The Republic of Mozambique Pipeline Investments Co. (Pty.) Ltd. (Rompco) has awarded Foster Wheeler South Africa (Pty.) Ltd. an engineering, procurement, and construction contract to increase to 147 megajoules the capacity of Rompco’s 120-megajoule pipeline between Temane gas field in Mozambique and a Sasol coal-to-liquids complex in Secunda, South Africa. Initial plans for the pipeline called for an eventual capacity of 240 megajoules.

The 26-in. pipeline, which began operations in 2004, extends for 865 km, including 340 km in South Africa. The capacity expansion involves adding a new compressor station, including two gas turbine-driven compressors units, at Komatipoort, South Africa, near the border with Mozambique.

Mozambique’s Instituto Nacional de Petroleos estimates Temane’s reserves at 1 tcf, with a planned 25-year production life from initial start-up in early 2004. Temane is held by Sasol 70% and the Mozambican government 30%.

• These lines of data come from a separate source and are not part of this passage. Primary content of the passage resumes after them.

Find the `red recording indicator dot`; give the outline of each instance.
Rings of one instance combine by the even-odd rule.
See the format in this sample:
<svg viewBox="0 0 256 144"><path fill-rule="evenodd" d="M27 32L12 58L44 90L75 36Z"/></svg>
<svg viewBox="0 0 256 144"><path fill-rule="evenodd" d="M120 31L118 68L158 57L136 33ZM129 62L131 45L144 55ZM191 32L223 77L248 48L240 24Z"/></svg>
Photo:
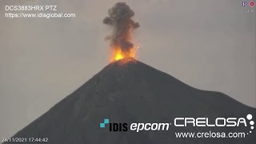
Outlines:
<svg viewBox="0 0 256 144"><path fill-rule="evenodd" d="M250 1L249 5L250 5L250 7L254 7L255 2L254 1Z"/></svg>

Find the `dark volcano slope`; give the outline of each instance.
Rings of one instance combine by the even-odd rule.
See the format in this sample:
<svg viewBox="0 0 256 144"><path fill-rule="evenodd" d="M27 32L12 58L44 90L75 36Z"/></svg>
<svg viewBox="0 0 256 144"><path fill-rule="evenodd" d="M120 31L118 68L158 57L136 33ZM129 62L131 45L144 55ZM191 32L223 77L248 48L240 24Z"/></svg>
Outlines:
<svg viewBox="0 0 256 144"><path fill-rule="evenodd" d="M18 132L14 138L48 138L53 144L255 143L254 130L245 138L178 138L174 132L245 132L248 127L175 127L168 131L110 132L110 122L170 122L176 117L254 116L255 109L229 96L190 87L135 60L106 66L86 83ZM130 125L128 125L130 126ZM31 143L31 142L30 142Z"/></svg>

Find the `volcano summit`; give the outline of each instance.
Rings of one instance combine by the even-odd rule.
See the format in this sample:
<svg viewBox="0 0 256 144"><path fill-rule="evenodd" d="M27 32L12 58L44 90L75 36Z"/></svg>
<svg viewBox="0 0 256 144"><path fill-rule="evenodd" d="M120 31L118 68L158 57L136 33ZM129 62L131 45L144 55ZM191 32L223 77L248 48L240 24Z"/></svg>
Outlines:
<svg viewBox="0 0 256 144"><path fill-rule="evenodd" d="M123 61L126 61L125 64ZM137 60L114 62L13 138L48 138L52 144L254 143L250 124L174 126L175 118L244 118L255 109L214 91L193 88ZM99 124L105 118L106 128ZM110 132L107 123L170 122L168 131ZM102 127L105 126L103 124ZM245 132L240 138L176 138L175 132ZM8 142L9 143L9 142Z"/></svg>

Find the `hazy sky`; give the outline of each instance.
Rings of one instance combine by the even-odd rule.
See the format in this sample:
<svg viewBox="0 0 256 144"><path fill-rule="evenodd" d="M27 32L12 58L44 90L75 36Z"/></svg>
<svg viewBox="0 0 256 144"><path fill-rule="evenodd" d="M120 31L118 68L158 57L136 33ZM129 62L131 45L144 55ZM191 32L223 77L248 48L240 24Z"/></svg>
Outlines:
<svg viewBox="0 0 256 144"><path fill-rule="evenodd" d="M116 2L0 1L0 138L14 134L108 64L110 30L102 19ZM256 107L256 13L246 13L242 0L126 2L141 25L134 38L138 60ZM14 4L57 5L58 12L76 18L4 18L4 6Z"/></svg>

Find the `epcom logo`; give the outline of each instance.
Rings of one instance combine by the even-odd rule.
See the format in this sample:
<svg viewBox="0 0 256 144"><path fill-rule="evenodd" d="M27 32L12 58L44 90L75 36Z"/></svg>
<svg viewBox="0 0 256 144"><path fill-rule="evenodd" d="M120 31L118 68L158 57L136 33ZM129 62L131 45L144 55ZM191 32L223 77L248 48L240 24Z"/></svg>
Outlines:
<svg viewBox="0 0 256 144"><path fill-rule="evenodd" d="M104 119L103 122L99 124L100 128L105 128L109 126L110 131L136 131L137 133L142 130L168 130L171 123L113 123L110 122L110 119Z"/></svg>

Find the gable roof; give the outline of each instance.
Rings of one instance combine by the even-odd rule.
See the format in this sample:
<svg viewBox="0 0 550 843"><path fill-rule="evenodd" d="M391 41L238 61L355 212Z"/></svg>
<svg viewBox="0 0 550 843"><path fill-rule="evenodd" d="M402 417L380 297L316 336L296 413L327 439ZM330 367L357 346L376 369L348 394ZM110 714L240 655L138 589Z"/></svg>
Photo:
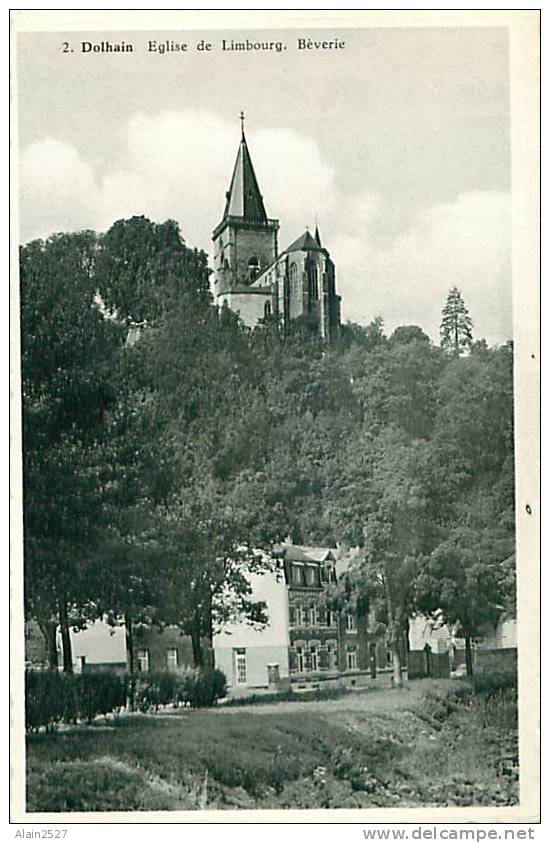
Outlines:
<svg viewBox="0 0 550 843"><path fill-rule="evenodd" d="M285 252L301 252L301 251L313 251L313 252L322 252L323 247L317 240L311 236L309 231L306 229L294 243L285 249Z"/></svg>
<svg viewBox="0 0 550 843"><path fill-rule="evenodd" d="M284 554L289 562L325 562L334 559L330 547L314 547L312 545L282 544L276 545L274 550Z"/></svg>
<svg viewBox="0 0 550 843"><path fill-rule="evenodd" d="M227 201L223 212L223 219L226 217L240 217L246 222L265 222L267 214L264 202L258 187L252 159L246 144L244 132L242 133L237 160L231 178L231 185L226 194Z"/></svg>

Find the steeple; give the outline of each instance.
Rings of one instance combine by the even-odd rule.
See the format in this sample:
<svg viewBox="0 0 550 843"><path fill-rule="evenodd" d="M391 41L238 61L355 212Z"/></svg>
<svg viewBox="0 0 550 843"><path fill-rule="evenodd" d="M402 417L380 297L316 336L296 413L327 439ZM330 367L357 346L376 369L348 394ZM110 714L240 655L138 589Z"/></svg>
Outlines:
<svg viewBox="0 0 550 843"><path fill-rule="evenodd" d="M319 221L317 219L317 214L315 214L315 240L317 241L317 245L322 248L323 244L321 243L321 235L319 234Z"/></svg>
<svg viewBox="0 0 550 843"><path fill-rule="evenodd" d="M241 142L237 160L231 178L231 186L226 193L223 219L238 217L244 222L267 223L264 202L258 187L252 159L244 134L244 114L241 111Z"/></svg>

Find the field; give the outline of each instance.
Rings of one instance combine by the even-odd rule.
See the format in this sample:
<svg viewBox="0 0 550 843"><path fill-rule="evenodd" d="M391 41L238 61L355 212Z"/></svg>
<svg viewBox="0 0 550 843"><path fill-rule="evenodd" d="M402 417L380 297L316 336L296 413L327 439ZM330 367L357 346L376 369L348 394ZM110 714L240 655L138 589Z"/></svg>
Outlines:
<svg viewBox="0 0 550 843"><path fill-rule="evenodd" d="M513 688L459 680L167 710L27 740L29 811L510 805Z"/></svg>

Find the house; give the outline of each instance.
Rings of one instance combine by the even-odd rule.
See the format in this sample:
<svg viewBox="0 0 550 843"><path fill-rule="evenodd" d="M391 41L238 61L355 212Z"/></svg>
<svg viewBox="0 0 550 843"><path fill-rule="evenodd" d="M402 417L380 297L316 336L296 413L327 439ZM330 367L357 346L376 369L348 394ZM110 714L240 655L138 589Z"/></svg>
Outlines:
<svg viewBox="0 0 550 843"><path fill-rule="evenodd" d="M464 638L455 630L435 618L416 615L409 620L409 675L425 670L425 653L429 648L434 665L447 660L449 670L463 669L465 665ZM493 630L472 640L474 665L478 668L510 669L517 666L517 623L515 618L503 614ZM439 668L434 668L439 669Z"/></svg>
<svg viewBox="0 0 550 843"><path fill-rule="evenodd" d="M345 560L331 548L282 544L274 570L250 576L252 600L264 600L268 625L240 620L213 641L214 661L231 689L361 684L370 670L366 616L331 607Z"/></svg>
<svg viewBox="0 0 550 843"><path fill-rule="evenodd" d="M312 235L306 228L283 251L278 230L279 220L265 210L243 124L223 216L212 233L216 303L250 327L273 317L286 329L302 319L330 342L340 330L340 296L319 229Z"/></svg>

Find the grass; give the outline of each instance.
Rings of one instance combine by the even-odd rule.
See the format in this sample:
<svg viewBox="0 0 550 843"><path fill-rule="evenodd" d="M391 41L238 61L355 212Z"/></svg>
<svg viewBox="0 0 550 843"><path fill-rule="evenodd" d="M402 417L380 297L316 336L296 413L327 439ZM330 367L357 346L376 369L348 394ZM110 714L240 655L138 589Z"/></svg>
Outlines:
<svg viewBox="0 0 550 843"><path fill-rule="evenodd" d="M510 688L420 680L120 716L29 736L28 810L511 804L515 709Z"/></svg>

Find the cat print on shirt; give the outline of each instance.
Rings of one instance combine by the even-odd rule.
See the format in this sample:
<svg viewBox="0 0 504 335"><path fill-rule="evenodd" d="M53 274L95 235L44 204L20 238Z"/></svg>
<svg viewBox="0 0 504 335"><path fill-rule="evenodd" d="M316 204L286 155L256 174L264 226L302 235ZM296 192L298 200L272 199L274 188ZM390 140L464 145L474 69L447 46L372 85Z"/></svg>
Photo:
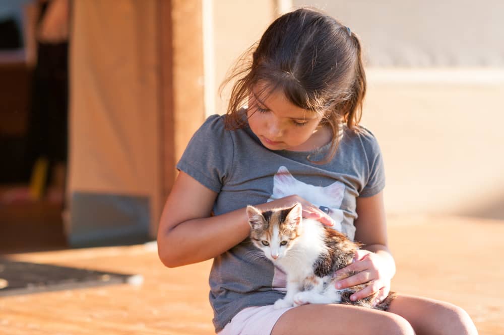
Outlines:
<svg viewBox="0 0 504 335"><path fill-rule="evenodd" d="M273 177L273 191L268 202L297 195L309 202L334 220L333 229L342 231L343 212L340 207L345 195L345 185L336 181L328 186L311 185L299 181L290 174L287 168L281 166ZM285 291L287 276L283 271L275 267L272 286L276 289Z"/></svg>

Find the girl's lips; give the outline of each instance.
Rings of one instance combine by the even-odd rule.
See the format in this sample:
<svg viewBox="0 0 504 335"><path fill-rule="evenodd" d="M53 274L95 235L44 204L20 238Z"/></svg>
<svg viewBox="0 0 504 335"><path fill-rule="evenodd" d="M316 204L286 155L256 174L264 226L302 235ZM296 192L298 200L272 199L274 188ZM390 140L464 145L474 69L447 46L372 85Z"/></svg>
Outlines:
<svg viewBox="0 0 504 335"><path fill-rule="evenodd" d="M269 138L267 137L265 137L264 136L261 136L263 138L263 140L267 143L268 144L271 144L272 145L275 145L275 144L279 144L281 142L275 142L275 141L272 141Z"/></svg>

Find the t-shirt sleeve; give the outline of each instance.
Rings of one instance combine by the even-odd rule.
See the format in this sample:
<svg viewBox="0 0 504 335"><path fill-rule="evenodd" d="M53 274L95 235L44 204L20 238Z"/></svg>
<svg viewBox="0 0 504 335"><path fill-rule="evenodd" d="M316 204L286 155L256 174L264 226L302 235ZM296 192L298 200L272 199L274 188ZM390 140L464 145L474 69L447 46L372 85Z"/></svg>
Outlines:
<svg viewBox="0 0 504 335"><path fill-rule="evenodd" d="M385 187L385 169L382 151L376 137L365 129L364 129L362 137L368 170L367 181L359 196L371 197L379 193Z"/></svg>
<svg viewBox="0 0 504 335"><path fill-rule="evenodd" d="M223 117L209 117L193 135L177 169L219 193L232 165L234 146L230 132L224 129Z"/></svg>

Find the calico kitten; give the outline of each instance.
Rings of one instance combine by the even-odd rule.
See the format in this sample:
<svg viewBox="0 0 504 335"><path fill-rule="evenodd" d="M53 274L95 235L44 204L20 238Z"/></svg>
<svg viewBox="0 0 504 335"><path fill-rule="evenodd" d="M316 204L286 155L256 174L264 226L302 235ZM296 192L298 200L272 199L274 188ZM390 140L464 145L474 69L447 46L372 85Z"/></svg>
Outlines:
<svg viewBox="0 0 504 335"><path fill-rule="evenodd" d="M337 280L356 273L333 278L334 272L352 263L359 245L319 221L303 219L297 203L286 208L261 211L247 206L250 238L265 256L287 274L287 293L275 303L275 308L306 303L341 303L387 310L394 294L377 305L375 296L357 301L350 296L366 284L337 290Z"/></svg>

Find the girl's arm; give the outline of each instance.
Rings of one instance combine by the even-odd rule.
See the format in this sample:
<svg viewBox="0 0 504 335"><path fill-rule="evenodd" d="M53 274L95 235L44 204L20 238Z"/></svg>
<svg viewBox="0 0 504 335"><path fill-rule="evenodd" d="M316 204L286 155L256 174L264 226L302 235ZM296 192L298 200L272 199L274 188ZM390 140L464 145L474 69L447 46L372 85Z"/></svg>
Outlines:
<svg viewBox="0 0 504 335"><path fill-rule="evenodd" d="M370 285L354 293L351 299L357 300L379 292L377 300L381 300L388 294L391 279L396 273L395 262L388 244L383 192L367 198L357 198L357 213L355 240L364 245L357 252L355 263L337 273L359 273L339 281L337 287L344 288L370 282Z"/></svg>
<svg viewBox="0 0 504 335"><path fill-rule="evenodd" d="M179 173L158 230L158 252L165 265L173 268L206 261L248 236L244 210L210 217L217 196L187 174Z"/></svg>
<svg viewBox="0 0 504 335"><path fill-rule="evenodd" d="M246 212L241 208L210 216L217 194L187 174L178 174L163 210L158 230L158 253L170 268L213 258L245 239L250 232ZM297 196L256 205L261 209L300 202L303 216L330 225L332 219Z"/></svg>

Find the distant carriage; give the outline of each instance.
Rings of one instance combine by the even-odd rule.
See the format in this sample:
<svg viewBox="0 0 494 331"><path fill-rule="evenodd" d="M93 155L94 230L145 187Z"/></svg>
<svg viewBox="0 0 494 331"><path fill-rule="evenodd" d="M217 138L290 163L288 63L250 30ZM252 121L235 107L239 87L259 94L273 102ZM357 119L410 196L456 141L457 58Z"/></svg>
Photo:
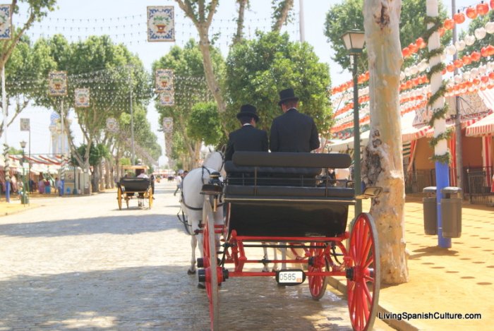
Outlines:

Foster Wheeler announced the pipeline capacity expansion award Feb. 7. Rompco is a joint venture of Sasol Gas 50%, Mozambique’s state Companhia Mocambicana do Gasoduto 25%, and South Africa’s state iGas 25%.

Queensland Gas, BG plan Queensland LNG plant

Brisbane coal seam methane producer Queensland Gas Co. and BG Group are proposing construction of a 3-4 million tonne/year gas liquefaction plant on the east coast of Queensland.

This makes the fourth proposal for LNG from coal seam methane in Queensland over the past 12 months following similar plans from Santos, Arrow Energy, and Sunshine Gas.

Queensland Gas says its facility will use a feedstock of 190 petajoules/year from its Surat basin fields in the State’s southeast.

The $8 billion (Aus.) project will require construction of the LNG facility, to begin production in 2013, and a 380 km pipeline.

The company has not specified a location for the plant, but it is likely to be near the port of Gladstone, which is the chosen location of the other three LNG hopefuls.

The BG Group will pay $250 million to purchase 9.8% of Queensland Gas’ issued shares. In addition it will pay an additional $415 million in cash for 20% of Queensland Gas’ interests in the Surat coal seam methane acreage.

Queensland Gas will receive a further $207 million cash for the sale of an additional 10% stake when a final investment decision is made on the construction of the LNG plant and certification of 7,000 petajoules of 2P gas reserves.

Finally, BG Group has agreed to buy the whole of the planned LNG production under a 20-year contract.

To prove up sufficient reserves for the deal Queensland Gas is planning a $230 million exploration program to increase the current level of its certified 2P gas reserves (1,317 petajoules) to the required 7,000 petajoules.

At the moment the company has more than 7,255 petajoules of reserves and contingent resources as assessed by independent consultants Netherland Sewell & Associates.

FERC issues draft EIS for Midcontinent Express

The proposed Midcontinent Express natural gas pipeline would have minimal environmental impact under recommended mitigation measures, the US Federal Energy Regulatory Commission concluded in a draft environmental impact statement Feb. 8.

The 500-mile system will be developed by Midcontinent Express Pipeline LLC, a joint venture of Kinder Morgan Energy Partners LP and Energy Transfer Partners LP. It will extend from southeastern Oklahoma across Texas, Louisiana, and Mississippi, to Alabama.

The system would have 1.4-1.5 bcfd of gas capacity, which could be expanded to 1.8 bcfd of gas with compression. It is planned to go into service on Mar. 1, 2009, assuming regulatory approvals.

The project also would include a 4.1-mile lateral pipeline in Louisiana, 111,720 hp of compression at one booster station and four mainline compressor stations, and associated ancillary facilities, FERC said.